Unlike animals, plants lack an adaptive immune system with mobile defender cells (like white blood cells). Instead, they rely on a two-tiered innate immune system and structural barriers.
Structural and Chemical Barriers (Passive Immunity)
Before a pathogen can infect a plant, it must bypass physical and chemical deterrents. These are often pre-existing (constitutive) features.
- Waxy Cuticle and Thorns: The outermost layer prevents water film formation, which is necessary for fungal spore germination.
- Stomatal Closure: Plants can actively close stomata (pores) upon sensing a pathogen to prevent entry.
- Secondary Metabolites: Plants produce antimicrobial chemicals such as Phytoanticipins (e.g., saponins, tannins, and alkaloids) that inhibit the growth of bacteria and fungi.
The Two-Tiered Innate Immune System (Active Immunity)
When a pathogen breaches physical barriers, the plant activates a sophisticated molecular defense mechanism.
1. PAMP-Triggered Immunity (PTI)
- Mechanism: Plant cells have Pattern Recognition Receptors (PRRs) on their surface that recognize Pathogen-Associated Molecular Patterns (PAMPs).
- Examples of PAMPs: Chitin (from fungal cell walls) or Flagellin (from bacterial tails).
- Result: This is the first line of defense, leading to cell wall thickening and the production of reactive oxygen species (ROS) to kill the invader.
2. Effector-Triggered Immunity (ETI)
- Mechanism: Specialized pathogens inject “effectors” to suppress PTI. In response, plants evolved R-genes (Resistance genes).
- NB-LRR Proteins: These internal receptors detect specific pathogen effectors.
- Result: This is a more robust, faster response than PTI, often culminating in the Hypersensitive Response (HR).
Specific Defense Responses
Hypersensitive Response (HR)
This is a form of programmed cell death at the site of infection. By deliberately killing infected cells and surrounding healthy cells, the plant “starves” the pathogen and prevents it from spreading to the rest of the plant body.

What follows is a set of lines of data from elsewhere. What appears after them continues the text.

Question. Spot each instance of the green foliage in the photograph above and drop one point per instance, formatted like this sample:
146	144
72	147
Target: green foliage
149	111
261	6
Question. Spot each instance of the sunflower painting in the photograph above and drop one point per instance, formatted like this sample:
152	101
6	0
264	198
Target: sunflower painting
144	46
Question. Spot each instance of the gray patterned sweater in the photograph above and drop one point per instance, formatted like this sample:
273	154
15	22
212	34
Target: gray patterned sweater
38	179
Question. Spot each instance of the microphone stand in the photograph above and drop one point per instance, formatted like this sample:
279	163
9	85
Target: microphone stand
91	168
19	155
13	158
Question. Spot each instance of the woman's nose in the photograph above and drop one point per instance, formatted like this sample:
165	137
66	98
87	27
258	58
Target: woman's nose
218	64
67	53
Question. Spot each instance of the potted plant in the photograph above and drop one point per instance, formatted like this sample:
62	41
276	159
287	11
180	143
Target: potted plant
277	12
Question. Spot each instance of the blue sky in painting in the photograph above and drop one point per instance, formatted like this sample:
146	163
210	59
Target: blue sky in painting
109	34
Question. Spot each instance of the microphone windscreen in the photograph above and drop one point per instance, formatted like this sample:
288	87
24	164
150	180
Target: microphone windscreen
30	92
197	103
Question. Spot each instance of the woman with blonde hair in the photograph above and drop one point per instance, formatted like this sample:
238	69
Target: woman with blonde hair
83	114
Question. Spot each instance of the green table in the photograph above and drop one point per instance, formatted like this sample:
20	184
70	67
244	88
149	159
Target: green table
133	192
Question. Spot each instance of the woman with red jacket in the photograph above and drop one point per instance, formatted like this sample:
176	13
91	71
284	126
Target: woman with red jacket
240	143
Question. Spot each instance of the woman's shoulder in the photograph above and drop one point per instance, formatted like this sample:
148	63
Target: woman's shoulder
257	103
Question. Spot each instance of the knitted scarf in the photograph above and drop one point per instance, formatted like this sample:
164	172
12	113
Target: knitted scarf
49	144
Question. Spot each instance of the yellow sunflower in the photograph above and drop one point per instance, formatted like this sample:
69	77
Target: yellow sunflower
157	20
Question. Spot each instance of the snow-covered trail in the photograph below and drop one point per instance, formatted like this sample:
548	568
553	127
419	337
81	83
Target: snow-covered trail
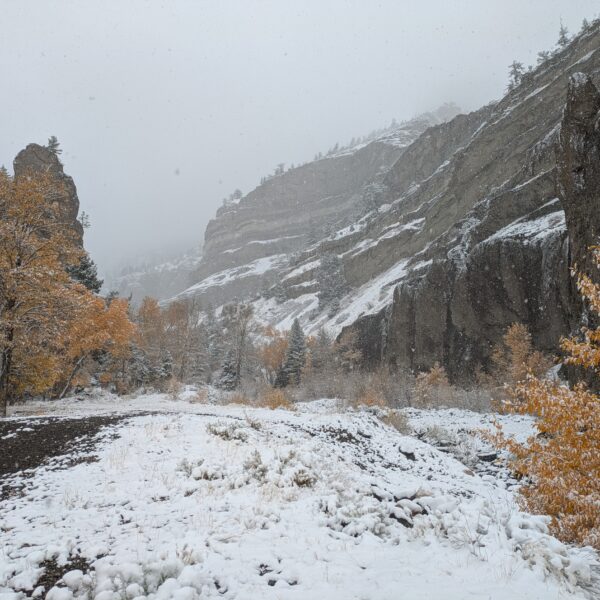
236	502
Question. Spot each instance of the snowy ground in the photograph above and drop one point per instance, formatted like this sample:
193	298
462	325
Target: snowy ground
200	501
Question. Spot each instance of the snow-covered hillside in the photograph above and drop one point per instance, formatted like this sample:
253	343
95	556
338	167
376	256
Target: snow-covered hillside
185	500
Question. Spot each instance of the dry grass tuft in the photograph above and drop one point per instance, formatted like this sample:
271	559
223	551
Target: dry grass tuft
275	398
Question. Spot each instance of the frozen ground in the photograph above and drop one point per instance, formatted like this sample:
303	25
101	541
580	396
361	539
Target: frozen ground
188	500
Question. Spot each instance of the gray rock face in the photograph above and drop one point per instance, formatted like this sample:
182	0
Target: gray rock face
500	250
292	211
38	159
468	234
579	168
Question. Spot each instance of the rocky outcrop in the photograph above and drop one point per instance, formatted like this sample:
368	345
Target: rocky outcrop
579	168
493	226
39	159
294	210
467	234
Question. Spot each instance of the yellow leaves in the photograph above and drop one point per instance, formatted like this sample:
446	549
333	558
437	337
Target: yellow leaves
272	353
96	326
514	359
561	463
48	323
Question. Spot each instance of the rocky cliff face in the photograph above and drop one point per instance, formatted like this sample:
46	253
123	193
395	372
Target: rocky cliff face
578	155
249	242
161	279
39	159
466	235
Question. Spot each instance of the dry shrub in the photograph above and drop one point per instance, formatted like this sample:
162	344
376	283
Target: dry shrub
369	397
239	398
561	465
514	358
397	420
200	397
174	388
432	388
275	398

Systemic Acquired Resistance (SAR)
SAR is a “whole-plant” resistance response that occurs following an earlier localized exposure to a pathogen.
- Chemical Signal: Salicylic Acid is the primary signaling molecule for SAR.
- Effect: It “primes” the rest of the plant, putting it on high alert so it can respond more vigorously to subsequent attacks. It is analogous to the “memory” in animal immune systems but without antibodies.
Genetic and Biotechnological Resistance
The Gene-for-Gene Hypothesis
Proposed by Harold Flor, this theory states that for every resistance gene (R-gene) in the host, there is a corresponding avirulence gene (Avr-gene) in the pathogen. If the pair matches, the plant is resistant; if not, the plant becomes diseased.
RNA Interference (RNAi)
A biological process where RNA molecules inhibit gene expression. In agriculture, scientists develop transgenic plants that produce double-stranded RNA. When a virus or pest attacks, the RNAi mechanism “silences” the essential genes of the pathogen, rendering it harmless.
Table: Comparison of Defense Signaling Molecules
| Molecule | Role in Immunity | Associated Disease/Stress |
| Salicylic Acid (SA) | Triggers Systemic Acquired Resistance (SAR) | Biotrophic pathogens (Fungi/Bacteria) |
| Jasmonic Acid (JA) | Defense against herbivory and necrotrophic pathogens | Insects and tissue-killing fungi |
| Ethylene | Works with JA to regulate defense gene expression | Fruit ripening and stress response |
UPSC Prelims Trivia: Disease Resistance Facts
- Vertical Resistance: Governed by a single or few R-genes; highly effective but easily broken down by new pathogen strains.
- Horizontal Resistance: Controlled by many genes (polygenic); provides partial but more stable and long-lasting protection.
- Phytoalexins: These are antimicrobial substances synthesized de novo (from scratch) by plants only after they have been stressed or attacked by a pathogen.
- Callose Deposition: Plants strengthen their cell walls by depositing callose (a polysaccharide) at the site of fungal penetration to physically block the hyphae.